I am working on a project where I have retrieved a bunch of highlight videos for a basketball game. These highlights include every basket made, assists, blocks etc. Because these highlights in total are like 15-20min long, I want to implement some algorithm to recognize the most important ones. One of my ideas was to somehow use audio analysis, because the more exciting the highlight, the higher the chance that crowd or commentator will make higher noise.
After investigating I found that this is not so easy, but I implemented 2 functions to measure 1) loudness and 2) peak_Db for each video highlgiht.
- Loudness:
import soundfile as sf
import pyloudnorm as pyln
def extract_video_loudness(self, audio_filename):
#get video loudness and store in dict
data, rate = sf.read(audio_filename) # load audio (with shape (samples, channels))
meter = pyln.Meter(rate) # create BS.1770 meter
loudness = meter.integrated_loudness(data) # measure loudness
return loudness
- peak_Db:
def extract_audio_peak(self, audio_filename):
# Open the audio file
with wave.open(audio_filename, 'r') as audio:
# Extract the raw audio data
raw_data = audio.readframes(audio.getnframes())
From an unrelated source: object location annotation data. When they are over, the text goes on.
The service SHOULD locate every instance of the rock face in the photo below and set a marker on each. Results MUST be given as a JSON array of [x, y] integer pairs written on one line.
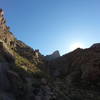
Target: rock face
[[53, 56], [27, 75]]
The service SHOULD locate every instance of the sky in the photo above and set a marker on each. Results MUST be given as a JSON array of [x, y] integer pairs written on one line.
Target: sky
[[50, 25]]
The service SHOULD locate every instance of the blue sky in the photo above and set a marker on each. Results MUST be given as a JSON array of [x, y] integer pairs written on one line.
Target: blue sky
[[50, 25]]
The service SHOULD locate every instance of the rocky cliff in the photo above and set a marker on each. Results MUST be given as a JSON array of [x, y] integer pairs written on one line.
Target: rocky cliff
[[25, 74], [53, 56]]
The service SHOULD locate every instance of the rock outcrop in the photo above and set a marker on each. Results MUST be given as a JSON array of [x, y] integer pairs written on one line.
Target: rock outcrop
[[53, 56], [25, 74]]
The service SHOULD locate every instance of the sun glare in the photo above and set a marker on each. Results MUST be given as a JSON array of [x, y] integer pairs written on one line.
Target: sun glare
[[76, 45]]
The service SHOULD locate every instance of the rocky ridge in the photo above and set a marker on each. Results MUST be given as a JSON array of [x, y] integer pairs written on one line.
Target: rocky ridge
[[25, 74]]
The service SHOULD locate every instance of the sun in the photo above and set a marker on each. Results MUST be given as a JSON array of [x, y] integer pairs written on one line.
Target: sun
[[76, 45]]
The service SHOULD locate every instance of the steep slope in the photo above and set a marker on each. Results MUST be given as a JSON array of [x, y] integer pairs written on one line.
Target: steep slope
[[25, 74]]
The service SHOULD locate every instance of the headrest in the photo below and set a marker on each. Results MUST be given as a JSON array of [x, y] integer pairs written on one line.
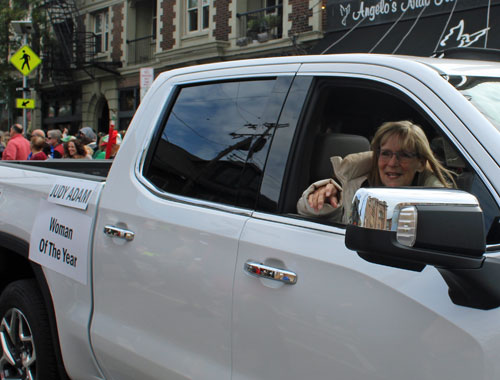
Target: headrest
[[334, 144]]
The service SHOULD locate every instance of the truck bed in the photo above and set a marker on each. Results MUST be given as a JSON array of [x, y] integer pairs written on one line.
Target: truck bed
[[97, 169]]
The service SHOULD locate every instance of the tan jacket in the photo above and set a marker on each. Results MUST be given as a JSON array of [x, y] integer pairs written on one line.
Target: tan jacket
[[351, 172]]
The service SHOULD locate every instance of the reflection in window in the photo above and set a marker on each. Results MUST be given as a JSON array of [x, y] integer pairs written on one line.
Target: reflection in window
[[215, 141], [483, 93]]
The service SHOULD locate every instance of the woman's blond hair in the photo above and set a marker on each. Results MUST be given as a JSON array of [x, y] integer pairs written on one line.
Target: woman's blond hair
[[413, 139]]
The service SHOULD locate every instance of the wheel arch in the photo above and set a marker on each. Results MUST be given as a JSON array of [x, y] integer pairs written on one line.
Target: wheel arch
[[15, 265]]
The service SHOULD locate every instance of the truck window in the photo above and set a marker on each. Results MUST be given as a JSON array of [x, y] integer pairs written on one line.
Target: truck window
[[349, 111], [214, 142]]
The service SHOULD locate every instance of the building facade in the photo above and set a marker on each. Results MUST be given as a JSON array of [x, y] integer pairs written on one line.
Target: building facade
[[105, 53]]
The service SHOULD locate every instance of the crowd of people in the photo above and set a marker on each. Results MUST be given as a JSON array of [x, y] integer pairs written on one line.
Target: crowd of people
[[53, 144]]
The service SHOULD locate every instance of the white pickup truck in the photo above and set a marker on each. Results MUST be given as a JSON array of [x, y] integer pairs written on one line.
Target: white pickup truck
[[189, 260]]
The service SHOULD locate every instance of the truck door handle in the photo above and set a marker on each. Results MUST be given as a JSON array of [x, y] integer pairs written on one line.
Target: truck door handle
[[119, 232], [271, 273]]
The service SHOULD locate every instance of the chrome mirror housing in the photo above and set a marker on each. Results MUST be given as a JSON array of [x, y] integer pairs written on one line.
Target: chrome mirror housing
[[412, 227]]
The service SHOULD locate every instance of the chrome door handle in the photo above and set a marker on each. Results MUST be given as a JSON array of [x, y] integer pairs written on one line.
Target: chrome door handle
[[271, 273], [119, 232]]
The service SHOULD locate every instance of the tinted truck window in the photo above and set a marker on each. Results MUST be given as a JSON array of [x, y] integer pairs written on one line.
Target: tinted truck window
[[215, 140]]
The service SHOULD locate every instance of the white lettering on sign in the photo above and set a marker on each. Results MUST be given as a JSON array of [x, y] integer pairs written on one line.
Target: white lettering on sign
[[385, 7], [72, 193], [60, 240]]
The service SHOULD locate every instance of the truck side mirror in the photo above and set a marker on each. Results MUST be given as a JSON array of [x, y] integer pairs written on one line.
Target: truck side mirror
[[410, 228], [413, 227]]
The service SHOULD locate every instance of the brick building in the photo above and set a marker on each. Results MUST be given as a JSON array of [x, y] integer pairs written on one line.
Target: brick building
[[92, 69]]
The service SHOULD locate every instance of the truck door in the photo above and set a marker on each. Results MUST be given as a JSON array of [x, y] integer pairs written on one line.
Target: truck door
[[164, 266], [327, 313]]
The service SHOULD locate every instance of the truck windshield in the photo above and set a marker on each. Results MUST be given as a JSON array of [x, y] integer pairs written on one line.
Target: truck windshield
[[483, 93]]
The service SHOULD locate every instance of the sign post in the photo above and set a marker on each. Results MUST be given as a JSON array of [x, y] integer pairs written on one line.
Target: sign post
[[146, 78], [25, 60]]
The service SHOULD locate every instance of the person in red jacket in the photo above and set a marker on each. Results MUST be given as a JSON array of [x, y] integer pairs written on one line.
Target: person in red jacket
[[18, 147]]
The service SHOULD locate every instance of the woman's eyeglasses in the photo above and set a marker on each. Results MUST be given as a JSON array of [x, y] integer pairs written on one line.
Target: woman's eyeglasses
[[402, 156]]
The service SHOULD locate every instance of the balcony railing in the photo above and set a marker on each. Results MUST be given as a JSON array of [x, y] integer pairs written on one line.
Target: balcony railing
[[260, 25], [140, 50]]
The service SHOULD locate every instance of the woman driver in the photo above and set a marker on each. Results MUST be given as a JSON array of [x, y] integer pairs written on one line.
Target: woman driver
[[400, 156]]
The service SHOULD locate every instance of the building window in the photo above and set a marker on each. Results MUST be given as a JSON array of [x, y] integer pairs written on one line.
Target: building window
[[101, 31], [197, 14]]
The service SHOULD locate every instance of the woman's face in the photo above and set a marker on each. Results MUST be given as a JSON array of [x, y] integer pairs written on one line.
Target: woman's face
[[397, 169], [71, 148]]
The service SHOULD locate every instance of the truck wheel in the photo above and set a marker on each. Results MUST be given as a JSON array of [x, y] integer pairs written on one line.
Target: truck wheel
[[26, 349]]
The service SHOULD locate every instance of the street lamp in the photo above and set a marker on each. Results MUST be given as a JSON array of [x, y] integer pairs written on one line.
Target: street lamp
[[23, 28]]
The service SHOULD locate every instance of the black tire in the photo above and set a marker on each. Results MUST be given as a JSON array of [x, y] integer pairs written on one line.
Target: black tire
[[22, 307]]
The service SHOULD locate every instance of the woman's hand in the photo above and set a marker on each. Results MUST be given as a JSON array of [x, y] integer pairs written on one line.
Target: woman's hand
[[327, 193]]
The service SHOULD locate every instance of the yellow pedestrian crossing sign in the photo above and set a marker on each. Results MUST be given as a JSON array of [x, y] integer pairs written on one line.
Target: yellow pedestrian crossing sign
[[25, 103], [25, 60]]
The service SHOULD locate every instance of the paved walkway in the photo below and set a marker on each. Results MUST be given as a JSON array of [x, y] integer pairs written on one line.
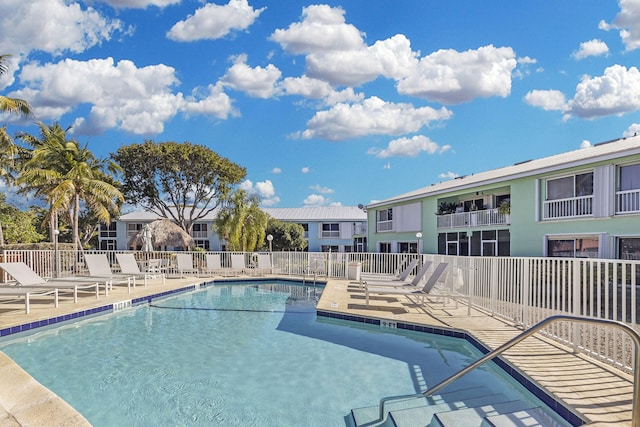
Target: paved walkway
[[600, 393]]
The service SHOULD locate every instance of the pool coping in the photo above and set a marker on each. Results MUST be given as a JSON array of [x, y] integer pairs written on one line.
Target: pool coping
[[19, 331]]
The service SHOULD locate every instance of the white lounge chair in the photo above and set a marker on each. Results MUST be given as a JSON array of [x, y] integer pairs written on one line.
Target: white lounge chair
[[410, 290], [26, 277], [213, 265], [185, 264], [99, 268], [264, 264], [401, 276], [238, 266], [13, 292], [415, 282], [129, 266]]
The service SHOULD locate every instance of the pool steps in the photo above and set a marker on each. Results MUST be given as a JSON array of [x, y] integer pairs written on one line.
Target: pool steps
[[465, 407]]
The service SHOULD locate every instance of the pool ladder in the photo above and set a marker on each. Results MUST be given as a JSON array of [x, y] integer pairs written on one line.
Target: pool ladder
[[635, 337]]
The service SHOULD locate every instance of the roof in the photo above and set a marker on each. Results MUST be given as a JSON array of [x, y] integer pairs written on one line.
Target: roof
[[322, 213], [598, 152]]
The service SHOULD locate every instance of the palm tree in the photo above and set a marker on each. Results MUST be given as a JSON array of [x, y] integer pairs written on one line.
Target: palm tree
[[242, 222], [8, 150], [68, 176]]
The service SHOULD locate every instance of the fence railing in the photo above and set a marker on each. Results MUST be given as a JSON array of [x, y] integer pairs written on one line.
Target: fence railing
[[519, 289]]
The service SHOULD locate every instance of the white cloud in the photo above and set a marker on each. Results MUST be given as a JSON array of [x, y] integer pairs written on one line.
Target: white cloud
[[322, 190], [323, 28], [123, 96], [453, 77], [318, 89], [52, 26], [213, 102], [448, 175], [371, 117], [409, 147], [139, 4], [264, 190], [546, 99], [259, 82], [314, 200], [632, 130], [617, 91], [213, 21], [593, 47], [628, 22]]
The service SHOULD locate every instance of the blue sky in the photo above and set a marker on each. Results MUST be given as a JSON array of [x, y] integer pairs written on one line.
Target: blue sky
[[332, 103]]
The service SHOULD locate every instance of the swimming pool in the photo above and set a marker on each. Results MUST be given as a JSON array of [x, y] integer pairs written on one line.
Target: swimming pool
[[239, 354]]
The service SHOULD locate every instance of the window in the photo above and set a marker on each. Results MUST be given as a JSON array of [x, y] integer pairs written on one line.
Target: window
[[570, 186], [108, 230], [199, 231], [629, 248], [628, 194], [408, 247], [133, 228], [569, 196], [573, 247], [331, 231], [385, 220]]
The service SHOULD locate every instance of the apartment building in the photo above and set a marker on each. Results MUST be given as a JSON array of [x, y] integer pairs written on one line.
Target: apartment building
[[329, 228], [583, 203]]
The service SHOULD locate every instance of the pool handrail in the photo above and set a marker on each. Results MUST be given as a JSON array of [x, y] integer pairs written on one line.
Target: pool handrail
[[635, 337]]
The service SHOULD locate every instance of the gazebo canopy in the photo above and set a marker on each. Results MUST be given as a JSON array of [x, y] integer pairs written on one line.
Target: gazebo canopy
[[164, 232]]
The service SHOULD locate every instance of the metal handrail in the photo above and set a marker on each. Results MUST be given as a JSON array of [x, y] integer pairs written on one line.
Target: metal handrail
[[635, 337]]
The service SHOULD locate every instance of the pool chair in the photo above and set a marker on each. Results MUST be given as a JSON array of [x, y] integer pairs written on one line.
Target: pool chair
[[263, 264], [25, 277], [11, 293], [401, 277], [184, 264], [238, 266], [421, 293], [99, 268], [213, 265], [129, 265]]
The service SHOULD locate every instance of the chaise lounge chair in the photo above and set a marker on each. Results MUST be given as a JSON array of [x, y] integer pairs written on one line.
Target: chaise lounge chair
[[409, 290], [129, 266], [402, 275], [99, 268], [27, 278], [13, 292], [213, 265]]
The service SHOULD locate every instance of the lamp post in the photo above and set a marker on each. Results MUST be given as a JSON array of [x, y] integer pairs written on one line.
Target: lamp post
[[270, 240], [56, 264]]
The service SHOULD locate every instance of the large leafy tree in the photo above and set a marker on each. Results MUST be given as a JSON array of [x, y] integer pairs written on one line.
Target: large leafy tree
[[70, 177], [287, 236], [242, 223], [8, 150], [180, 181]]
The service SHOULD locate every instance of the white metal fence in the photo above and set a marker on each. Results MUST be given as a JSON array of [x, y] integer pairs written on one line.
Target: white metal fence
[[519, 289]]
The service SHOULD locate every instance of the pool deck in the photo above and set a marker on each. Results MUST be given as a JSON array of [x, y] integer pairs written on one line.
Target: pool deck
[[601, 394]]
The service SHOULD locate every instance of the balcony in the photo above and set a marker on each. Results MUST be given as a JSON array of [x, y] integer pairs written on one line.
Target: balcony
[[628, 201], [481, 218], [573, 207]]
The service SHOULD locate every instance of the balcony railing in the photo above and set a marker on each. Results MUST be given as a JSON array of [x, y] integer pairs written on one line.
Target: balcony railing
[[473, 219], [628, 201], [384, 226], [573, 207]]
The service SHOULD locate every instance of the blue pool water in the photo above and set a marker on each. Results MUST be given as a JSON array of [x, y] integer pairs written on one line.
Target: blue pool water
[[239, 355]]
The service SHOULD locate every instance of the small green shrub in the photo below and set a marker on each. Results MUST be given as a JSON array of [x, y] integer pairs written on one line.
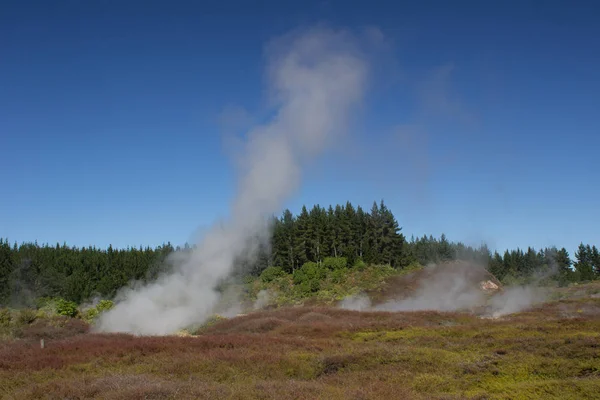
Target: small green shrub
[[5, 317], [104, 305], [338, 275], [359, 264], [334, 263], [308, 278], [271, 273], [66, 308], [26, 316]]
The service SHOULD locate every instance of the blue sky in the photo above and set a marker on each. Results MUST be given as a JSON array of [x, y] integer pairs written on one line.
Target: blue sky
[[482, 122]]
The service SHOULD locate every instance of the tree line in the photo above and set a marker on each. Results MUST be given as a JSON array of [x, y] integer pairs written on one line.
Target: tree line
[[30, 270]]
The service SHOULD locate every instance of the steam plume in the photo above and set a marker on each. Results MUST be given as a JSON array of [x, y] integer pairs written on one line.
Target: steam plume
[[316, 79]]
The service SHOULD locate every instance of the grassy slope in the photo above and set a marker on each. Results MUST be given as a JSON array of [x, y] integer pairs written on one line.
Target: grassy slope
[[550, 352]]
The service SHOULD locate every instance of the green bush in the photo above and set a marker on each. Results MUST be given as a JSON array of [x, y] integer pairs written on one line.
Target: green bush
[[5, 317], [26, 316], [90, 314], [334, 263], [359, 264], [66, 308], [309, 276], [338, 275], [104, 305], [271, 273]]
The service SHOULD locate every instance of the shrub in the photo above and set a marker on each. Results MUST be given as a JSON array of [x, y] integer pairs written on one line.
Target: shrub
[[359, 264], [334, 263], [5, 317], [271, 273], [26, 316], [309, 276], [66, 308], [104, 305], [338, 275]]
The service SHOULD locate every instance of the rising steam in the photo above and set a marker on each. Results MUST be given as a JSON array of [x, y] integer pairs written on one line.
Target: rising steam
[[316, 78]]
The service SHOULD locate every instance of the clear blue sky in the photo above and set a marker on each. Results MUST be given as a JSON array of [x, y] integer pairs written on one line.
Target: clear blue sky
[[484, 125]]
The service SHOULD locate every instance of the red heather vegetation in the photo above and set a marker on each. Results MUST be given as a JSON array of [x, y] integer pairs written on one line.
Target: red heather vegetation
[[550, 352]]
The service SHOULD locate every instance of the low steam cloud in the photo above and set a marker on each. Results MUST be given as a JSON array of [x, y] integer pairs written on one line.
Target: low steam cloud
[[316, 80], [460, 286]]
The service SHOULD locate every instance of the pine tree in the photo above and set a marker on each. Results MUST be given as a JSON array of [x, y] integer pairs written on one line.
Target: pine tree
[[302, 237], [584, 263]]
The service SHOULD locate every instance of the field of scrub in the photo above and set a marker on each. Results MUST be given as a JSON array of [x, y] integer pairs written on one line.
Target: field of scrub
[[551, 351]]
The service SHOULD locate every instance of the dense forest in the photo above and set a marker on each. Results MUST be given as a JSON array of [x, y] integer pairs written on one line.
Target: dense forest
[[30, 270]]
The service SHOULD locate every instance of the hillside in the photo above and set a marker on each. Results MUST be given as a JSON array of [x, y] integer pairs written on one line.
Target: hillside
[[549, 351]]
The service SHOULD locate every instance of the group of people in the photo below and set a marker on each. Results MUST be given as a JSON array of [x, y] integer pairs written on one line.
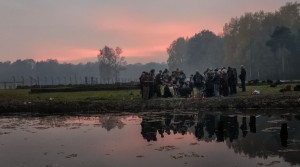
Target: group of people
[[217, 82]]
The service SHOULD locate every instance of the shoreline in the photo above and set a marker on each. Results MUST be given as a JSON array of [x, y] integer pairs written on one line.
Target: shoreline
[[253, 102]]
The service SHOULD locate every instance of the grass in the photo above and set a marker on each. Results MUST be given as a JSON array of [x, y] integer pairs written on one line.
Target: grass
[[23, 95]]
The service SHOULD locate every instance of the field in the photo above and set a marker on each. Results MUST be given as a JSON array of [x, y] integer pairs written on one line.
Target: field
[[19, 96]]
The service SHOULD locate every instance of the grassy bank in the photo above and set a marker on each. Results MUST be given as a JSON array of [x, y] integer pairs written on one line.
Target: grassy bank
[[130, 101], [24, 95]]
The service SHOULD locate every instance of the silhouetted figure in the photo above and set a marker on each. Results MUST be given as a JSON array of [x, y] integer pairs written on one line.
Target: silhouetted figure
[[220, 131], [158, 83], [234, 84], [284, 134], [242, 77], [199, 132], [230, 80], [151, 83], [244, 126], [252, 124]]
# Convert the raw audio data to a list of integers
print(raw_data)
print(len(raw_data))
print(audio.getnframes())
samples = struct.unpack('{n}h'.format(n=audio.getnframes()*2), raw_data)
# Find the peak sample
peak = max(samples)
# Calculate the reference value based on the bit depth of the audio file
reference_value = 2**(audio.getsampwidth() * 8 - 1)
# Calculate the peak value in dBFS, using the maximum possible sample value as the reference value
peak_dB = 20 * math.log10(peak / reference_value)
return peak_dB
I am using both of these return values to then sort highlights by importance, where the loudest and highest peak_Db means more important highlight. However, even though technically this code works, after testing the results I don’t really see that they would work as I would want to. E.g., some videos, where crowd in the arena plus the commentator goes crazy because of impressive moment, are measured as not so loud and also peak_Db seems to be about average compared to other videos. Meanwhile some standard play has very high loudness and peak_Db, although when checking the highlight I can see that it is pretty standard play and crowd nor the commentator aren’t making any big noise. Thus it seems that I can’t really rely on this code to sort out most important highlights.
So my question is – could you guys help me with any ideas what I could use or maybe how to tweak my already existing code to get more precise results?
Also I had an idea about using some AI stuff, but I have never been coding anything with AI and also I could not find anything on internet what could help me. I will appreciate nay ideas or information!